Mówię o tym regale z IKEI:
|
Kallax - zdjęcie z sieci |
i o jego różnych wielkościach.
Po prostu jest cudowny.
Gdy połamał mi się drewniany regał na książki, byłam zmuszona wymienić go na nowy. Kilka dni głowienia się, jaki regał kupić. I wtedy Małż podpowiedział: "a może kupisz ten regał z Ikei, który tak bardzo Ci się podoba?"
Pomyślałam - a czymu by nie? Tylko, że jak kupię ten regał, to nie będzie mi pasować do reszty mebli w salonie.
I kolejny "głupi" pomysł - wymieniamy wszystkie meble.
Ślęczałam nad kartką z planem rozmieszczenia mebli i z ich kosztem zakupu (do tego dodatki typu: drzwiczki, szuflady, pudełka) i ślęczałam. Budżet niewielki, i nie wszystko dałoby radę kupić od razu. Do tego należało jeszcze doliczyć koszty transportu i czas potrzebny na wyjazd do najbliższego sklepu (ok.120km).
Brak czasu i dane konstrukcyjne mebli z Ikei (moje meble koniecznie miały stanąć na nóżkach), spowodowały, że zaczęłam rozważać zakup czegoś podobnego, ale w Castoramie.
|
Mixxit - zdjęcie z sieci |
Sami przyznacie, że niewiele się od siebie różnią.

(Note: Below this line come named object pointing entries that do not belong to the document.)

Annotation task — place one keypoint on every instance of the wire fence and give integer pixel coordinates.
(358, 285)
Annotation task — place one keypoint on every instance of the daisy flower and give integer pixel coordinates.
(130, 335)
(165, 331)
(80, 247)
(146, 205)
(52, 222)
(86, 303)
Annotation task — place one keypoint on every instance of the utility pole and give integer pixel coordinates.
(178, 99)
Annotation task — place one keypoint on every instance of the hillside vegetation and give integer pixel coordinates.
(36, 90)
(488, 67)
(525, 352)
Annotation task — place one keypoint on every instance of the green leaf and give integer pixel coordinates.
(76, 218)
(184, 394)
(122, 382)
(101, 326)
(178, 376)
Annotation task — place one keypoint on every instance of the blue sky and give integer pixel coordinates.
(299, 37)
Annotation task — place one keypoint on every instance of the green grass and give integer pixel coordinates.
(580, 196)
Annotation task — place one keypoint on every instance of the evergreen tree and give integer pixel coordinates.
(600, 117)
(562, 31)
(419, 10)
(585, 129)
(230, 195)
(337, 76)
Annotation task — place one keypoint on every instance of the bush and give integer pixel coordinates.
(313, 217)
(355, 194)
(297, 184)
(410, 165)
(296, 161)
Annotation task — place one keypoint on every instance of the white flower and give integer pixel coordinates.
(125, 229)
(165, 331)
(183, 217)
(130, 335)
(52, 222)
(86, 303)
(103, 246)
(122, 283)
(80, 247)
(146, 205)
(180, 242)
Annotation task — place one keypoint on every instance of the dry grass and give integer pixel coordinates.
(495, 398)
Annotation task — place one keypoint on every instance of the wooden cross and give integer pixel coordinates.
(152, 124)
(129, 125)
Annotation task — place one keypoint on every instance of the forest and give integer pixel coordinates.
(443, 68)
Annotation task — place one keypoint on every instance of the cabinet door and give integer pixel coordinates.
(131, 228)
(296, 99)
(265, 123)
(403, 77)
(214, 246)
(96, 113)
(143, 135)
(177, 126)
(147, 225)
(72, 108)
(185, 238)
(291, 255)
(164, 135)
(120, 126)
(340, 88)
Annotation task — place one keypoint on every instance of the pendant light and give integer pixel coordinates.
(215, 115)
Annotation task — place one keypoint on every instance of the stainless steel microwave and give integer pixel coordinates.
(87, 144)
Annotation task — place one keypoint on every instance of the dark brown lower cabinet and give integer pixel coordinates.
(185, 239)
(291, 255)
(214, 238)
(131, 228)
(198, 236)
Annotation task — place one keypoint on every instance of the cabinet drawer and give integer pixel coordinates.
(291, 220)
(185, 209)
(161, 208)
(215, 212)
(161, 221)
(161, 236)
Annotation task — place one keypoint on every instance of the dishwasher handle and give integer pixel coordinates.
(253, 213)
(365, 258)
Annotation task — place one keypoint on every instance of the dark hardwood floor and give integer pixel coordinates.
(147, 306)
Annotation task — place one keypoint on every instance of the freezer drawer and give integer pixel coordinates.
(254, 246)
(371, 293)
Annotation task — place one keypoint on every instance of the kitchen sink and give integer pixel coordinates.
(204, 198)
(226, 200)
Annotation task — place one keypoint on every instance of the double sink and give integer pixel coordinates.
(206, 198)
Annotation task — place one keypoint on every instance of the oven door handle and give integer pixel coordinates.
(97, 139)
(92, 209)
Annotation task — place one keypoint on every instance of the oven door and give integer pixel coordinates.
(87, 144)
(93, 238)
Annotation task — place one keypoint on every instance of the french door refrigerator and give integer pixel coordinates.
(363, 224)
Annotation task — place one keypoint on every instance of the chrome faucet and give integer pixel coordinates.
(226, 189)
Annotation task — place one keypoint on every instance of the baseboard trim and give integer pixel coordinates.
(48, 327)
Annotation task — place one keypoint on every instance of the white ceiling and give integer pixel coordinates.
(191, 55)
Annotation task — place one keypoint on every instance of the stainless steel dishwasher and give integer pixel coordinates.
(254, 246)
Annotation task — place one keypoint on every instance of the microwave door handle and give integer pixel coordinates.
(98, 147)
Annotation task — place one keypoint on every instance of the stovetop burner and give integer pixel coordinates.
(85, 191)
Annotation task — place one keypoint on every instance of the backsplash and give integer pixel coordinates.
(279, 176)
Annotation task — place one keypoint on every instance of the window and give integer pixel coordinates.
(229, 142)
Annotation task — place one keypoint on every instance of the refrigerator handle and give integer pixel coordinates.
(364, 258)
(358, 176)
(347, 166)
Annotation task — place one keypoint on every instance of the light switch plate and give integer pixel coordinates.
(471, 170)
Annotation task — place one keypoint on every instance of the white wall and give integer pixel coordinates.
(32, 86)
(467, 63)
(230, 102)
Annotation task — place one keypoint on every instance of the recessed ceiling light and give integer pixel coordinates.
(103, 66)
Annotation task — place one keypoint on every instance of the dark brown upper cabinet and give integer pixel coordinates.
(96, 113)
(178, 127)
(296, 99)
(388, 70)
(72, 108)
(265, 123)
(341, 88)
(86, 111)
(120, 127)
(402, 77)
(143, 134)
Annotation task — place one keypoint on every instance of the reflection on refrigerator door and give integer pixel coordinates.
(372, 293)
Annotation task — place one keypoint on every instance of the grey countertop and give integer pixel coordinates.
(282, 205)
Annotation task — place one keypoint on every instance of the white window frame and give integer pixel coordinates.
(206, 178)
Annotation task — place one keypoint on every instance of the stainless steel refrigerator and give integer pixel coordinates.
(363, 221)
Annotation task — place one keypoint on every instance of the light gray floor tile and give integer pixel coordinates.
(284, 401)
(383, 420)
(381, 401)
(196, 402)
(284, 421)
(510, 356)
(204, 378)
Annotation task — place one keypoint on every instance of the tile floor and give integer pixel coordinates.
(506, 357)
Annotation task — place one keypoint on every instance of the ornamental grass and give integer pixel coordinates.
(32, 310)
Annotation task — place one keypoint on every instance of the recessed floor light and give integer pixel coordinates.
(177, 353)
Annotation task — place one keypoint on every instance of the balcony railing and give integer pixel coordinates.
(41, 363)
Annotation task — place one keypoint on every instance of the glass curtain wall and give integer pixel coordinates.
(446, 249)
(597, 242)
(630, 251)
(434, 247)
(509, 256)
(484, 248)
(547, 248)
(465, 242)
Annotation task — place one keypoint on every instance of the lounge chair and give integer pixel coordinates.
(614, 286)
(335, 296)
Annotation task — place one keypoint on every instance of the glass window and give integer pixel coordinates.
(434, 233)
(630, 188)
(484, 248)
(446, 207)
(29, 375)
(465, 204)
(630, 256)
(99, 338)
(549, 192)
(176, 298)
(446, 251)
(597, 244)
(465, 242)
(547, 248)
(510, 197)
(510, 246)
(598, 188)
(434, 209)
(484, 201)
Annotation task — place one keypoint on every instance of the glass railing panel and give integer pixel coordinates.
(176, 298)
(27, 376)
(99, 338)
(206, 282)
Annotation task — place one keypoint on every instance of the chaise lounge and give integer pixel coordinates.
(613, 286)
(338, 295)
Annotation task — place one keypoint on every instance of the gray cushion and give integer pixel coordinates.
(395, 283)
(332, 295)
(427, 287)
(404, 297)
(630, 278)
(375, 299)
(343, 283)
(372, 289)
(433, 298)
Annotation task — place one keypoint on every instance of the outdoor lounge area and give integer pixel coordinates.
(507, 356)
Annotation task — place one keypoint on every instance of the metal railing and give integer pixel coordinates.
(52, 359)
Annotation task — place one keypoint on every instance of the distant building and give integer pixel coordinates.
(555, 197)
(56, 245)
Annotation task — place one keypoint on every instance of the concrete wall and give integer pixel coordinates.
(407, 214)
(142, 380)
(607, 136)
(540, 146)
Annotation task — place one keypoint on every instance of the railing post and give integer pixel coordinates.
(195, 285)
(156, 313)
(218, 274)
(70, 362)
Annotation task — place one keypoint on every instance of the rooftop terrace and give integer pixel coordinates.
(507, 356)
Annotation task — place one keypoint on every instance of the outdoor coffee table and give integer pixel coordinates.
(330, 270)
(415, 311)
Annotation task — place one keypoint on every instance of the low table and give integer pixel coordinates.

Owszem są różnice w wielkościach, w ilości dostępnych kolorów, ilości dodatków, czy wreszcie ceny. Różnią się też materiałem, z którego są wykonane.
Jednak jak porównacie poniższe zdjecia, to różnicy nie widać. Możliwość aranżacji obu systemów jest wręcz nieograniczona:
|
kallax (zdjęcie z sieci) |
|
kallax (zdjęcie z sieci) |
|
kallax (zdjęcie z sieci)
|
|
mixxit (zdjęcie z sieci) |
|
mixxit (zdjecie z sieci) |
|
mixxit (zdjęcie z sieci) |
|
mixxit (zdjęcie z sieci) |
|
mixxit (zdjecie z sieci) |
|
mixxit (zdjęcie z sieci) |
I znowu siadłam nad kartką papieru. I ponownie rozrysowywałam ustawienie mebli i ich koszty.
Po wszystkich podliczeniach i czasie jakim dysponuję wybór padł na Mixxit z Castoramy.
A teraz tadaaaaaaam...... moje nowe meble w salonie:
front szufladek i drzwiczek okleiłam okleiną w pepitkę
niestety musiałam kupić nóżki w dwóch różnych kolorach i wielkościach (w sklepie zabrakło nóżek)
front szufladki oklejony folią tablicową (po małym wypadku w czasie montażu)
Pomimo umieszczenia większej ilości mebli, niż było wcześnij salon stał się bardziej przestronny i jaśniejszy. O dziwo: udało mi się zmieścić wszystko to, co miałam w poprzednich meblach.
Wkrótce czeka mnie jeszcze odświeżenie ścian i salon będzie, jak z żurnala (lub bloga wnętrzarskiego).
Koszty: czy mam pisać ile mnie to kosztowało? Wiadomo, że meble do tanich nie należą, a jeśli przyjrzycie się zdjęciom i wejdziecie na stronę sklepu sami będziecie mogli sobie policzyć, jaki był koszt wymiany wszystkich mebli.